Other thoughts require additional local changes just to "work around" the broken definition. Such as grabbing the "old" stat-time.h, rename it, save it in libvirt sources, then use that new name instead of the new .gnulib file. That's probably worse than what you've done though.
At this point, I think your solution to minimize the impact to one include file is perhaps the easiest/best solution albeit not perfect.
Yes, the #pragma usage is more concise than carrying a downstream gnulib patch, but the two approaches are not that much different in maintenance, so it will be a matter of taste which variant of the patch to use.
It's interesting that there is no desire to fix this problem in .gnulib especially since there are already 2 patches proposed and in reality the change fundamentally breaks on every platform other than __sun when STAT_TIMESPEC is defined just because it's possible (or more desirable in the reviewers feedback) to compile with ignore unused-parameter.
I'm also going to reply in the upstream gnulib thread. When the warning is in a .c file, they are justified in not caring.
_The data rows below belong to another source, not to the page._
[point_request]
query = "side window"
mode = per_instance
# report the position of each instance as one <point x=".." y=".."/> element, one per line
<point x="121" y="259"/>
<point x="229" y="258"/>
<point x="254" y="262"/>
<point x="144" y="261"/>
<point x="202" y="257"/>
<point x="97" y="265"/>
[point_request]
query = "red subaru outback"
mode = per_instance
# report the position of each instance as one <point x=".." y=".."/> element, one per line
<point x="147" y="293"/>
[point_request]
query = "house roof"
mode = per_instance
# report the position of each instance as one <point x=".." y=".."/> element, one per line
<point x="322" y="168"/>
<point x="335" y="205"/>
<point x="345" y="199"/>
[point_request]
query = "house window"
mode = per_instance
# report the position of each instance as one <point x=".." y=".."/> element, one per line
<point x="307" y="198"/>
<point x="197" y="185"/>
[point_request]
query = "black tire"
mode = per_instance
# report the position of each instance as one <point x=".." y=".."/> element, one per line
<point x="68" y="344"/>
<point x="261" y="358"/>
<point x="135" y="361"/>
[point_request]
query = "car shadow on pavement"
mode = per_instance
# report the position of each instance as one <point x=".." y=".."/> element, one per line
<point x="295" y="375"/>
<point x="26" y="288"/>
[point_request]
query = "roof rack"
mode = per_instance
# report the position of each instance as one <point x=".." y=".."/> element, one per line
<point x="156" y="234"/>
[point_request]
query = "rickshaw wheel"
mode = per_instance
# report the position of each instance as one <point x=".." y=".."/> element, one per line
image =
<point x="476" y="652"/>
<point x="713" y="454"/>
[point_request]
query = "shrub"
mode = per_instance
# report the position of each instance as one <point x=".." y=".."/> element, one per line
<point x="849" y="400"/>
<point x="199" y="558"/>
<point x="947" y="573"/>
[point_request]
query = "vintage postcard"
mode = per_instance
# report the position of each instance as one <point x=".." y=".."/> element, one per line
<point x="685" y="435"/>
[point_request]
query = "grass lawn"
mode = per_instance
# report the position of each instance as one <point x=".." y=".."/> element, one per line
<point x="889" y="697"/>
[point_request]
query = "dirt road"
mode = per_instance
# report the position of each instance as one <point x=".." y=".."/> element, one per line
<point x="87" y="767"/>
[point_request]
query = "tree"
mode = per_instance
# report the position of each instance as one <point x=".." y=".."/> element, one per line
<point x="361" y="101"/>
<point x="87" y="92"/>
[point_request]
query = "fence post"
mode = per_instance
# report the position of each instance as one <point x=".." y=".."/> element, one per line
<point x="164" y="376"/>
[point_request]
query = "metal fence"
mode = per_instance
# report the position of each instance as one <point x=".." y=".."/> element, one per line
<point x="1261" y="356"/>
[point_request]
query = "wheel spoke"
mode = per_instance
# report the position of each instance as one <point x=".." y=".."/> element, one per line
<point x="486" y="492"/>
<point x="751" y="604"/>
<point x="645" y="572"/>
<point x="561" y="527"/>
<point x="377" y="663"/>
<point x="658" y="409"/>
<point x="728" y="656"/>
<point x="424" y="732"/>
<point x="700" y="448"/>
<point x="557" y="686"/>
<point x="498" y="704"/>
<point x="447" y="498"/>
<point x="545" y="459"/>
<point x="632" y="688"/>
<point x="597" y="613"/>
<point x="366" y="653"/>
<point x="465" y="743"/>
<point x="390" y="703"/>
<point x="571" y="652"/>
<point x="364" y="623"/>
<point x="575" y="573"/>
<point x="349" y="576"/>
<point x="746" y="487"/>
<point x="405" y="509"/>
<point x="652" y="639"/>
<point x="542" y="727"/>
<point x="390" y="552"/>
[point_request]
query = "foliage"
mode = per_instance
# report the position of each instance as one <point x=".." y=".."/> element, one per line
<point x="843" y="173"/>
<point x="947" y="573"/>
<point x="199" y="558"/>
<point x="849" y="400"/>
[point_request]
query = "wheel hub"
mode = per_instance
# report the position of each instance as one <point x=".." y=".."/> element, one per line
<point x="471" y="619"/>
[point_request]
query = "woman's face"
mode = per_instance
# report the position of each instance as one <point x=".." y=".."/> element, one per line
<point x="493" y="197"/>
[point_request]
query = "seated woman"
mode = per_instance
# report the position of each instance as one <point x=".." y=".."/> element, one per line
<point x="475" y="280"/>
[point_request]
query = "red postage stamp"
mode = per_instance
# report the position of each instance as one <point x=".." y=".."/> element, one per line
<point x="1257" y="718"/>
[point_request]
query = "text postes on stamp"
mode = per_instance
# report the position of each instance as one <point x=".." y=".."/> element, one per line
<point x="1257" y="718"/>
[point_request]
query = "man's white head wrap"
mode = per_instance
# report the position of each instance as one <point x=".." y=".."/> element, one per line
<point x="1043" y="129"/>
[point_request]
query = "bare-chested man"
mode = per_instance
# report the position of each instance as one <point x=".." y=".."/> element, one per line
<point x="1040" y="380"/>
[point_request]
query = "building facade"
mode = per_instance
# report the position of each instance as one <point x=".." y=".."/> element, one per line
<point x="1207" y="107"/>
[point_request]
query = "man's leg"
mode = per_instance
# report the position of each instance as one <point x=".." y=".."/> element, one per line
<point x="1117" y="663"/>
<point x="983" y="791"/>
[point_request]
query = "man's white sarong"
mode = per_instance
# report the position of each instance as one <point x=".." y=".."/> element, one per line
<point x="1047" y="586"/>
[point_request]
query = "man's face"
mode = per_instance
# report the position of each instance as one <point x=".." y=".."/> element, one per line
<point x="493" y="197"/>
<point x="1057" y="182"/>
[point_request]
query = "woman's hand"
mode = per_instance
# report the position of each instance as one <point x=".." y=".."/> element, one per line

But when it is in a .h file, it really does seem like something worth cleaning up in gnulib.
Wonder what would happen if someone posted a patch to .gnulib to revert the change for the reason that it breaks other platforms that don't desire to configure in that manner. Perhaps Eric Blake would have some thoughts or additional muscle with the .gnulib maintainers.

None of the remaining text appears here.